Your Agency in Change (Pt 1)

Your Agency in Change (Pt 1)
Habitat for Humanity volunteers meet at a community project. Photo Credit: City of Marietta, Georgia, USA via Wikimedia

As communists, our focus is always on community. Organization, revolution, reconstruction, social welfare, so on and so forth. What often gets lost in the cracks, given our late stage capitalist society we all suffer through, is your agency to exact change immediately in your community. There's a few main arguments from those who actively discredit this agency: that doing so takes effort away or distracts from the main cause of communist revolution, or that your individual actions cannot exact change and that until more people are involved society wide, nothing will come of it. I'm here to dispel these arguments, but acknowledge where they originate from. As we go through this five part series, we will investigate what kind of change you can implement on your own or with limited members of your community, what impacts those changes have, why those arguments against this agency are incomplete or unfounded, and finally demonstrate to you how implementing this change can improve your own life and mental health, in addition to those around you in this capitalist hellscape.

First, let's discuss what agency you have. Through acting in your community, you can create tangible results for an improvement to the quality of life for yourself and for your community, without needing to host a full revolution against the oppressive classes. It does need said that much of this change involves things that should be taken care of by the state, or by your community leaders, in a better system. However, we live in a world where capitalists control our governments, and control our systems, and therefore, these things are actively and deliberately neglected. As an individual, you have a significant amount of agency for change in your community. You might not be able to remove the capitalists by voting in capitalist elections, but you certainly can make life better for yourself and your neighbors. Volunteering is a primary method you can achieve this. Oftentimes, it does not require you to spend money, it directly impacts members of your community, and it can offer genuinely lifesaving care to those who need it. You can volunteer at local soup kitchens, homeless shelters, or other fields you are familiar with such as a local park improvement project. Volunteering can also look like offering your services to those in your local community, or outside of it, for free to reduce the burden they feel. Examples of this can include cleaning services such as offering lawn care or to clean a frequent illegal dump site in your community, or as an artist offering a few free commissions for people who otherwise might not be able to afford it.
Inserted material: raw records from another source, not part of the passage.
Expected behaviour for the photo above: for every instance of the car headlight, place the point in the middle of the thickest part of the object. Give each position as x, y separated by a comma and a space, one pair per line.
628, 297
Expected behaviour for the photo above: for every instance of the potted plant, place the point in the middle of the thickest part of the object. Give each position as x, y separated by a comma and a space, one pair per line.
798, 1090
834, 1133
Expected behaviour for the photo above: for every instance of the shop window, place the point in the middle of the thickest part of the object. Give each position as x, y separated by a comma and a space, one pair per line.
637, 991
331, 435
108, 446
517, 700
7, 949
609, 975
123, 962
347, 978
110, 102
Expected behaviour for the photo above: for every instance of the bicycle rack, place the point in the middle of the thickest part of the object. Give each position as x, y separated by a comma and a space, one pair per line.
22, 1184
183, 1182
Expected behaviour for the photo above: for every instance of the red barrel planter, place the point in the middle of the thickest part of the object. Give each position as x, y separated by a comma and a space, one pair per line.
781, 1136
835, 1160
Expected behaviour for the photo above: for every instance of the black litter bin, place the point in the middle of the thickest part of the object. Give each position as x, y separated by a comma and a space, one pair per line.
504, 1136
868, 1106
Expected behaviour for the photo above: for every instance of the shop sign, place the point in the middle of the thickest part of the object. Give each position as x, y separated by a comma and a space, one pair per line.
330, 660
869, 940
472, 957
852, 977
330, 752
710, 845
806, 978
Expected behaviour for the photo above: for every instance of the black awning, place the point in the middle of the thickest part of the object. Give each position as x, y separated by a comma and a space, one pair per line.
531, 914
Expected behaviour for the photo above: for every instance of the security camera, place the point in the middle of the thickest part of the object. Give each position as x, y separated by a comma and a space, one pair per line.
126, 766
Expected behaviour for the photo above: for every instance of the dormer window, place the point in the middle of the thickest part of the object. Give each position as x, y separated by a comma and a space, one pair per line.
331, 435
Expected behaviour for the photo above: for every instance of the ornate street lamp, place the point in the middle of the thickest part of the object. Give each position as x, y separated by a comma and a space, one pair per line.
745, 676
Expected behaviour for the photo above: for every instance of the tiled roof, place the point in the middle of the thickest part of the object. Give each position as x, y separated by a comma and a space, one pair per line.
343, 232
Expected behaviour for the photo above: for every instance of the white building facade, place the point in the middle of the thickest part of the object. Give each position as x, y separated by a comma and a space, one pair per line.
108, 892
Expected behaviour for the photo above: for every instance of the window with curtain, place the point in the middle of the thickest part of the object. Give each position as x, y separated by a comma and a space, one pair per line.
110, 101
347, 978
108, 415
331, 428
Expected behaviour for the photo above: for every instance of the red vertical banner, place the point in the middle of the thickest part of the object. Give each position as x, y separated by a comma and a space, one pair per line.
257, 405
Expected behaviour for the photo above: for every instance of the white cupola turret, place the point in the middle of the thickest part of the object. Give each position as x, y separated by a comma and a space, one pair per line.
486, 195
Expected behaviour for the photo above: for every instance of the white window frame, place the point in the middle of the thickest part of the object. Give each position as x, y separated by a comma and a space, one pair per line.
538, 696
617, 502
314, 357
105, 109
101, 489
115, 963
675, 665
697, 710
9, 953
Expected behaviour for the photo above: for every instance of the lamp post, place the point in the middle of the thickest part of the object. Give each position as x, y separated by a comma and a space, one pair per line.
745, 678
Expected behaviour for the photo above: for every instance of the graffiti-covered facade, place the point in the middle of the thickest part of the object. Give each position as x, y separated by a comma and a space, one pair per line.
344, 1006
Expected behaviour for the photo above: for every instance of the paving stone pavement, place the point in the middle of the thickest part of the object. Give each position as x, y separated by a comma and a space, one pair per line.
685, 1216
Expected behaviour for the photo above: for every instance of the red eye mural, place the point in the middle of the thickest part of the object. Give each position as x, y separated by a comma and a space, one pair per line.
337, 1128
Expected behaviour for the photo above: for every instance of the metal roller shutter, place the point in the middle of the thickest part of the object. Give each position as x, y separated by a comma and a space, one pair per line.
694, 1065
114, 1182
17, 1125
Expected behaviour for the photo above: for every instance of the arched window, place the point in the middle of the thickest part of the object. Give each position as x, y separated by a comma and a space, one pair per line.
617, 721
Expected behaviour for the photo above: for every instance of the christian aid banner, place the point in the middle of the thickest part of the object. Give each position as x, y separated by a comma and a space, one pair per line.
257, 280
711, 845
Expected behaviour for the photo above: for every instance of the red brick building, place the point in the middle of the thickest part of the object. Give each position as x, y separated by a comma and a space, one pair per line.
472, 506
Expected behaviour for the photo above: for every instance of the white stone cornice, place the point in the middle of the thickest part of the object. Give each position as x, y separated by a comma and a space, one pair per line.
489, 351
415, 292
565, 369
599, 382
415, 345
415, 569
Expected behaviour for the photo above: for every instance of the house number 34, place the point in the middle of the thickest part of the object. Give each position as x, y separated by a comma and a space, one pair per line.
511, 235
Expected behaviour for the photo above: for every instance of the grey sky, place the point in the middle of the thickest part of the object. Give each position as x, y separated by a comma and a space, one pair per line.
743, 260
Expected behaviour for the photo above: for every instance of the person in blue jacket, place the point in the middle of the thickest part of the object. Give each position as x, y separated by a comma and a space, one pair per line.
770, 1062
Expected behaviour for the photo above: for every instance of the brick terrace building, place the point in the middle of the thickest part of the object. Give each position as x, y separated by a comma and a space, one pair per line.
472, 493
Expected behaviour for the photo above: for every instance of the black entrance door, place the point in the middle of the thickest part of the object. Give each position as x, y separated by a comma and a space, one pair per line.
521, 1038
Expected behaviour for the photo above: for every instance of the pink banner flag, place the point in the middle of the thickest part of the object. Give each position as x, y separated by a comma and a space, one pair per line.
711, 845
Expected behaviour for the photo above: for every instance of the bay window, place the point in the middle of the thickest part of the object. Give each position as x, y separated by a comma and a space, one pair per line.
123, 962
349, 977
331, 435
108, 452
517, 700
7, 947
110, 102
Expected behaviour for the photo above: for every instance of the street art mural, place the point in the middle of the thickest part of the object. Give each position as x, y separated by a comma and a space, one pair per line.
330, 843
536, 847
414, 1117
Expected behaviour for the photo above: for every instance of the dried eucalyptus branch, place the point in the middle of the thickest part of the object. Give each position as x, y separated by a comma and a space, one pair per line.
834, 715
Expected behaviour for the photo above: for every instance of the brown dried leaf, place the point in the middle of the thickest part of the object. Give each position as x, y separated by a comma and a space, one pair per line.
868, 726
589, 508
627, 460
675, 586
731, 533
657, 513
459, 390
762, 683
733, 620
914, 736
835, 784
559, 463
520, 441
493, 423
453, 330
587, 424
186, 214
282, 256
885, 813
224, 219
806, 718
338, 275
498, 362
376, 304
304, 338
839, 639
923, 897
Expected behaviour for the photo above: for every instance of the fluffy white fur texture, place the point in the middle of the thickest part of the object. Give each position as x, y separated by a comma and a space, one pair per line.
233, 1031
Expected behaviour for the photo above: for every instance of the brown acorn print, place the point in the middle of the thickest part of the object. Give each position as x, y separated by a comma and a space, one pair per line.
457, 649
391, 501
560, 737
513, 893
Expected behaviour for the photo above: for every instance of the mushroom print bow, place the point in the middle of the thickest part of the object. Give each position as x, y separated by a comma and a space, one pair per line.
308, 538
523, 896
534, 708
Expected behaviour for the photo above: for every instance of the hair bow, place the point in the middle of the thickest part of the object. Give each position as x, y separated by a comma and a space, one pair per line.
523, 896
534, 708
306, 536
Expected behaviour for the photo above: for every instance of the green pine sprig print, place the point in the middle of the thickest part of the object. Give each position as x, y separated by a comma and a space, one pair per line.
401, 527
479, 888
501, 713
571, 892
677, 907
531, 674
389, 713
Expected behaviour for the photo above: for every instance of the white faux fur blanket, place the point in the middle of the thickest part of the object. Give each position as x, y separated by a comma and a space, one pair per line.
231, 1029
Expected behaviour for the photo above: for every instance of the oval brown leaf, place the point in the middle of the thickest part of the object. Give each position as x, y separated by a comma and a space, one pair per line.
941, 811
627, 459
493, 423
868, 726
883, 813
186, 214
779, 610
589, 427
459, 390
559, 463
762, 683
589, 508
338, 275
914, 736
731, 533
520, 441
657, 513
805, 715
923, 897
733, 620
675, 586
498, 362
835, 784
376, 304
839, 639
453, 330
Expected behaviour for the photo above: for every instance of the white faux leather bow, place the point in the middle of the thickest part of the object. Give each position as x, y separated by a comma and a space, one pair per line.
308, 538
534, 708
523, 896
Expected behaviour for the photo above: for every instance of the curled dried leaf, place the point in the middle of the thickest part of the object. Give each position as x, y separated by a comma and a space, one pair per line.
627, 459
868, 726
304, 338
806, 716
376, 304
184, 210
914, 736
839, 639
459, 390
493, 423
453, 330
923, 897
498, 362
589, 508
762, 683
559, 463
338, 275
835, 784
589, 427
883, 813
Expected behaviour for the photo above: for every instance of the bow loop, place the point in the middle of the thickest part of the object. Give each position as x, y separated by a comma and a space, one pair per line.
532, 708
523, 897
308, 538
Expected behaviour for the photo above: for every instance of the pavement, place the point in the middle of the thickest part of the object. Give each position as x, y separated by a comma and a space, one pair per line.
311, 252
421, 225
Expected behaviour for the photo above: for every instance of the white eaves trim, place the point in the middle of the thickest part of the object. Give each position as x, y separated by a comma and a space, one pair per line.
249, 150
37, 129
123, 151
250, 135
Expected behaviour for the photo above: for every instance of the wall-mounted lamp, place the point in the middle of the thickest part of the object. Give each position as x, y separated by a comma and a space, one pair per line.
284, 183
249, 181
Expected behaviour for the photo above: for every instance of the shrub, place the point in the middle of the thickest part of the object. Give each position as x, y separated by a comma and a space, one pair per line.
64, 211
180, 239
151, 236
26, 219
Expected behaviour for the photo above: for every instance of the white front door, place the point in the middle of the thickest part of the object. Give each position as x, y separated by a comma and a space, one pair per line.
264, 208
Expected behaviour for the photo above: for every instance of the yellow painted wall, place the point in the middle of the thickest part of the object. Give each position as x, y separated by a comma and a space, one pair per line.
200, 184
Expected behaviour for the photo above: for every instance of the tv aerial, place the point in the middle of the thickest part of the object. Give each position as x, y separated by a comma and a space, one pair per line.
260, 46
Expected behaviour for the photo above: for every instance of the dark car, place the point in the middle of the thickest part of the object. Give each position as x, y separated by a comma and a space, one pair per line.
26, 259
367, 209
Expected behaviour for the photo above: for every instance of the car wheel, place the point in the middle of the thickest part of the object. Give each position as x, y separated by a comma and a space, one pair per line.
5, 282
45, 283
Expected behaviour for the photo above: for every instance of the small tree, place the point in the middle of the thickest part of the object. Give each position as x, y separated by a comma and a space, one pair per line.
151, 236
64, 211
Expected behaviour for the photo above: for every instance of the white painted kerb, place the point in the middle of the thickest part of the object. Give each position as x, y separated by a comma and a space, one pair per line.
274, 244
Outside of volunteering your time or your skills, you do also have agency to exact change through your lived environment in the form of parks and infrastructure. You can engage in tactical urbanism, which is the idea that you use your own resources and your own time and research to implement a needed community asset, such as a painted crosswalk where one does not exist, to demonstrate that the change is beneficial, and try to sway public opinion in favor of it. Though, tactical urbanism can result in criminal charges, so if you do not wish to engage in that, you can engage in other community improvement projects. This can include attending town halls, canvassing your community for proposed changes to discourage NIMBYism (those who oppose projects on the basis they don't like new changes in their community), and dedicating your own efforts and money to purchase things like plants and aesthetic improvements to your neighborhood. Living in a place with good infrastructure, and aesthetically pleasing areas, have both been demonstrated to greatly improve things such as road related fatalities, mental health, and crime rates, among others. These are indeed things within your capabilities as an individual citizen. While you might not be able to force your city or town to built an amazing new metro system, or upgrade all your streets with safe biking infrastructure, you can improve, if even marginally, the quality of life in your environment.

Of course, prior to undertaking any sort of volunteer or vigilante urbanist projects, I stress that it is imperative that you investigate the legal framework of what you are doing, and take the proper precautions. Some volunteering projects require certain certifications, some localities punish tactical urbanism harshly, some plants and other aesthetic upgrades are illegal and invasive to your local environment, some gardening projects might encroach on buried wires or piping, so on and so forth. Inform yourself, but once informed, you can truly change your community for the better. If you take proper precautions, you can and will improve your community by doing what you are good at, and what you are passionate about. Overall, this part is not to discuss what specific things you must do, or conversely to limit you to a single option for change. You do not need to specifically volunteer at a soup kitchen to improve your community, but you can also do other things while you do. You, better than anyone else, know what you are good at and what you are capable of. Take that knowledge, and apply it to your community. Your neighbors might not care, they might be part of the problem that worsens your community, but don't forget for a second, you live there too. An improvement to your community benefits you too, even if it goes unappreciated. Your goals should always be making things better when you set out on this path, and having that goal in mind as you apply yourself will certainly give you the agency to create immediate and tangible change for yourself and your community, as well as for future generations that follow.

As you read this series, my goal is to express that small change is just as important as big change. Minor changes in local communities can and does become universal as the changes become pervasive. You might not topple capitalism, or take out billionaires, or give every homeless person an adequate home to live in, but you will certainly make an impact, and that is all that matters in this regard. Change does start small, and you have agency to act on that.